Background There are limited literature data regarding the characteristics of rheumatoid arthritis (RA) patients treated with biologic DMARD (bDMARD) monotherapy.
Objectives To evaluate the disease and treatment characteristics of RA patients treated with bDMARD monotherapy.
Methods Multicenter, cross-sectional RA epidemiological study in Greece (06/2015–05/2016, ERE RA Study Group). Demographics, disease characteristics, treatment and co-morbidity data were collected via a web-based platform
Results 1036 RA patients treated with bDMARDs were identified during the one year recruitment period (female: 82%, mean age: 61.5±13 years, mean disease duration: 12.5±8.9 years, mean DAS28-ESR: 3.4±3.3). Among them, 26% (n=273) were receiving bDMARDs as monotherapy and 8% (n=23) of them had never tried conventional synthetic DMARDs (csDMARDs) before; The latter group (n=23) compared to the csDMARD-exposed (92%, n=250) group, had more often co-morbidities [cardiovascular disease (22% vs. 8%, p=0.029), chronic hepatitis (13% vs. 3%, p=0.02), hypertension (57% vs. 38%, p=0.08), COPD (13% vs. 4.4%, p=0.07)] or were active smokers (41% vs. 14%, p=0.001). csDMARD discontinuation was mainly due to adverse events (AEs, 58%) followed by inadequate response (IR, 44%). Compared to the cs- and b-DMARD combination therapy group, monotherapy treated patients were more frequently seropositive (64% vs. 57%, p=0.003), had lower DAS28-ESR (3.2 vs 3.5, p=0.009) and were more likely to have discontinued csDMARDs for AEs (58% vs. 21%, p<0.001) or IR (44% vs. 27%, p<0.001). Tocilizumab (22.3% vs. 12.7%, p<0.001) and rituximab (19.8% vs. 13.5%, p=0.013) were utilized more often, whereas adalimumab less often (8.8% vs. 14.8%, p=0.012) as monotherapy compared to as part of combination therapy.

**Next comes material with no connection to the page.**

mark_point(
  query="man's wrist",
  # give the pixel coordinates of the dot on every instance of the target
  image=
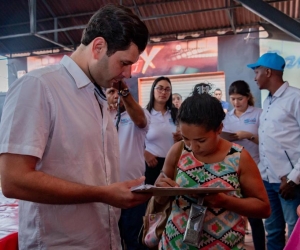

Conclusions In our large RA cohort, one out of four bDMARD treated patients, were receiving bDMARDs as monotherapy. Co-morbidities rather than RA characteristics influence the initial decision for bDMARD monotherapy whereas among those starting combination cs- and b-DMARD therapy, the majority discontinue csDMARDs due to AEs.
Acknowledgements Grant support from the Hellenic Rheumatology Society and Professional Association of Rheumatologists.